In Eclipse, just create a Run Configuration and set it to ‘SSH’ for your target which is basically like SCP. This should deploy the code and run it on the remote target.

Jon

Hi,
In continuation of this discussion. I am progressing, but yet to make the environment to work.
With this eclipse, I am successful to build and run c program (Hello world) in the native/host platform, windows machine.

But I am unable to add cross -compile option to “arm-linux-gnueabihf-” as per the video below.
Ofcourse video was made for linux host. http://exploringbeaglebone.com/chapter7/ ( i am working on wondows host)

I am thinking settings at:: Project-properties->Settings->Tool Settings, But it looks be not correct .

I guess my eclipse 2020-06 version has changed a bit on setting options (unable to find a location, where to change).
Anyone using this new version on windows host?, where to make changes for arm-linux-gnueabihf-

My environment,

  1. Installed Eclipse 2020-06 version (latest) for C/C++ Development, as IDE.

  2. installed JDK 14.02 as required for eclipse.

  3. installed tdm64-gcc-5.1.0-2 (MinGW gcc ) for cross compiler support

  4. Using WIndows 10 machine as host

Thanks in advance.

Thanks and regards,
Nagabhooshanam Vemula

Project-properties->Settings->Tool Settings

I feel for Nagabhooshanam

I have found getting the cross compiler working on Windows very difficult (compared to Linux, but no picnic there either).

I usually resort to the tools provided by the silicon manufacture https://www.ti.com/tool/CCSTUDIO and end up with several Eclipse based IDEs.

Try downloading the gcc-linaro-7.5.0-2019.12-i686-mingw32_arm-linux-gnueabihf toolchain and set the Cross Settings to reference this:
https://releases.linaro.org/components/toolchain/binaries/latest-7/arm-linux-gnueabihf/

Just unpack the file and reference it in Exlipse.
Ex:
Prefix: arm-linux-gnueabihf-
Path: “Path to the toolchain”
Ex:
PATH: H:\Development\BeagleBoard\Toolchain\gcc-linaro-7.5.0-2019.12-i686-mingw32_arm-linux-gnueabihf\bin

Set Tool Chain Editor to:
Current toolchains: Cross GCC
Current builder: CDT Internal Builder

This works for me with Eclipse 2019

Cheers,

Jon

Thanks John,

As suggested, this time, I have tried with “gcc-linaro-7.5.0-2019.12-” and eclipse 2019, I am able to build and run the project, again on host.
But still unable to find the options to change cross -compiler settings in eclipse 2019. Please see the pic attached,
Can you please share pic where to change settings in eclipse.

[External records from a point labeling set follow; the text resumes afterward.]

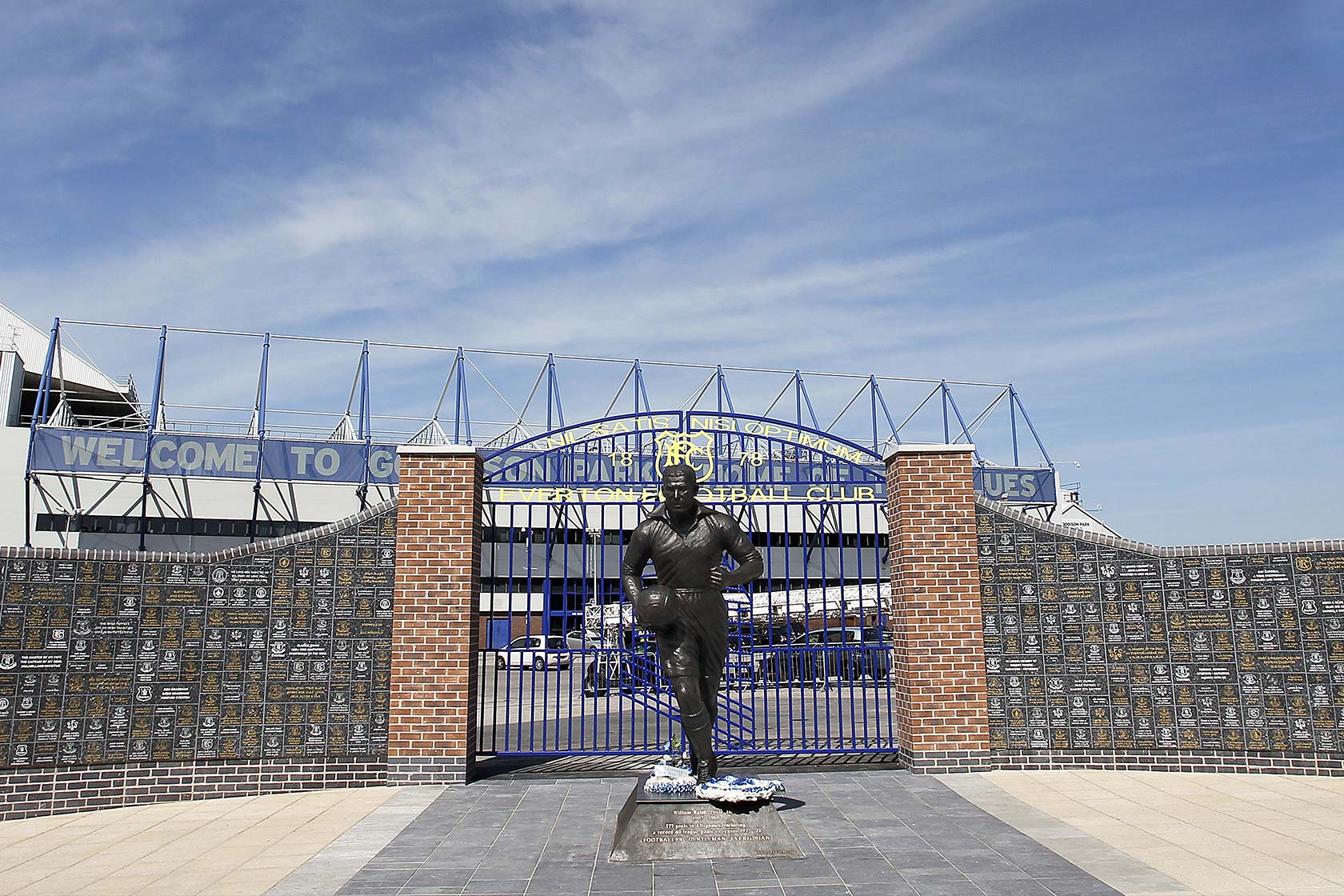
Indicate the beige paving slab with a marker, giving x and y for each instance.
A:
(1215, 834)
(237, 846)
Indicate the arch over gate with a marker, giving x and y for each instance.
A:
(565, 670)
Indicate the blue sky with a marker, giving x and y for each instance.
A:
(1130, 210)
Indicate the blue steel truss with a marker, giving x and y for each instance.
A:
(482, 411)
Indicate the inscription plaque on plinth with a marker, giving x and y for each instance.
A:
(668, 826)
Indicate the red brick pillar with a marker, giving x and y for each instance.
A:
(432, 728)
(940, 654)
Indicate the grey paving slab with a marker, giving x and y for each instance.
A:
(862, 833)
(1069, 846)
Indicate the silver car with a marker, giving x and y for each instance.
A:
(539, 652)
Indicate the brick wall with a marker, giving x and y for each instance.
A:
(940, 666)
(436, 632)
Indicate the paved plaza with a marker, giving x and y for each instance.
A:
(1054, 833)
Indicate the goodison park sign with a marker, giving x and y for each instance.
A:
(176, 454)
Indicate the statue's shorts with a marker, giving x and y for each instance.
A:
(693, 650)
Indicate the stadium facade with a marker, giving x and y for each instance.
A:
(92, 461)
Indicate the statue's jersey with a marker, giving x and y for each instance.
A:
(684, 562)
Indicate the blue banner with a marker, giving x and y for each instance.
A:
(1016, 486)
(74, 450)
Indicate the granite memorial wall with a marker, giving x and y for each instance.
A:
(1101, 650)
(276, 652)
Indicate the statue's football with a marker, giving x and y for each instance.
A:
(655, 607)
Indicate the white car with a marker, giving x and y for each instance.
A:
(535, 650)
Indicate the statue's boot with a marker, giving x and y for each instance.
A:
(699, 732)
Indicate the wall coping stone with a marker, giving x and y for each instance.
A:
(187, 557)
(1142, 547)
(436, 449)
(933, 448)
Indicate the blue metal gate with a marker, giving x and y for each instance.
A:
(810, 662)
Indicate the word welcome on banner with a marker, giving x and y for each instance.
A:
(77, 450)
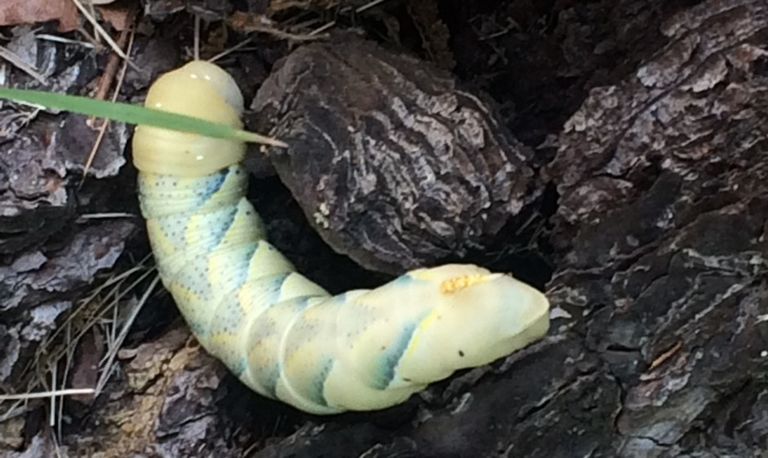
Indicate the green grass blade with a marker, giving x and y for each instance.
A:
(134, 114)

Where to enter the following.
Prefix: arm-linux-gnueabihf-

Path: “Path to the toolchain”

thanks in advance.

PICS.png

You may need to unpack the archive as administrator on windows.
Run your extract program as admin, then select the archive and extract it …

When you create your project, ensure you are selecting “Cross GCC” and not “MinGW GCC”. The MinGW is for windows dev.

Ex:

image.png

Jon

This clarification helps, let me try this. thank you.

Never tried developing for Linux from a Windows box, as I find Windows
to be an utterly terrible and confused platform for any kind of software
development…

That said, you might find you need to install the GNU ARM Toolchain.
Not sure if this needs to be installed on your Ubuntu environment
(`apt-get update && apt-get install -y gcc-arm-linux-gnueabihf` might do
what you need), or if you need to install a Windows toolchain.

This may help:
https://developer.arm.com/tools-and-software/open-source-software/developer-tools/gnu-toolchain/gnu-a/downloads

You want a toolchain for arm-*-linux-eabihf (the * is not critical).